Happy International Giraffe Day! Today, on the longest day of the year (northern hemisphere) and the shortest day of the year (southern hemisphere), we celebrate the world’s longest-necked animal (southern Hemisphere).
It may come as a surprise to learn that giraffes, Africa’s iconic open plains animal, are listed as Vulnerable on the IUCN Red List of Threatened Species. In the last three decades, their numbers have dropped by a staggering 40%, with fewer than 100,000 remaining today. Among the causes of the decline are habitat loss and fragmentation, human-wildlife conflict, civil unrest, and poaching for giraffe meat, pelts, and tails.
Giraffe Conservation Foundation (GCF) and partners’ recent genetic analyses revealed that there are four species of giraffe in Africa: Northern, Southern, Reticulated, and Masai. These species are found in geographically distinct areas and are of varying conservation concern. The Northern giraffe is the least populous, with approximately 5,200 individuals, and the West African giraffe (a subspecies of the Northern giraffe) is the rarest, with only slightly more than 600 individuals remaining.
Despite these low numbers, the West African giraffe is a success story in terms of conservation. The West African giraffe, which once roamed West and Central Africa, is now confined to a small south-western corner of Niger. It declined dramatically in the twentieth century as a result of habitat loss, human-wildlife conflict, and a series of severe droughts, disappearing from the majority of its range and dropping to only 49 individuals in the 1990s.
The Niger government formally protected the few survivors, and the population now stands at 607 people, an increase of 11.7 percent since 2016 and more than 1,000 percent since 1990. Giraffes living in the so-called “giraffe zone,” on the other hand, are still threatened by the spread of agriculture, which not only depletes their habitat but also forces them into conflict with humans.

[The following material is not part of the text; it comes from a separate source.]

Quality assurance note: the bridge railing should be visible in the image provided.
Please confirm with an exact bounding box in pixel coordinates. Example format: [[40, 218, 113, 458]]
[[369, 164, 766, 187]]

This alarming situation prompted the Government of Niger, with assistance from the GCF and other partners, to create a first-of-its-kind National Giraffe Conservation Strategy.
GCF, Born Free, and the Government of Niger will relocate giraffe to the Gadabedji Game Reserve later this year, which is very exciting. This groundbreaking new project will aid in the recolonization of West African giraffes’ historical range, thereby aiding in their conservation. That is certainly cause for celebration on this World Giraffe Day!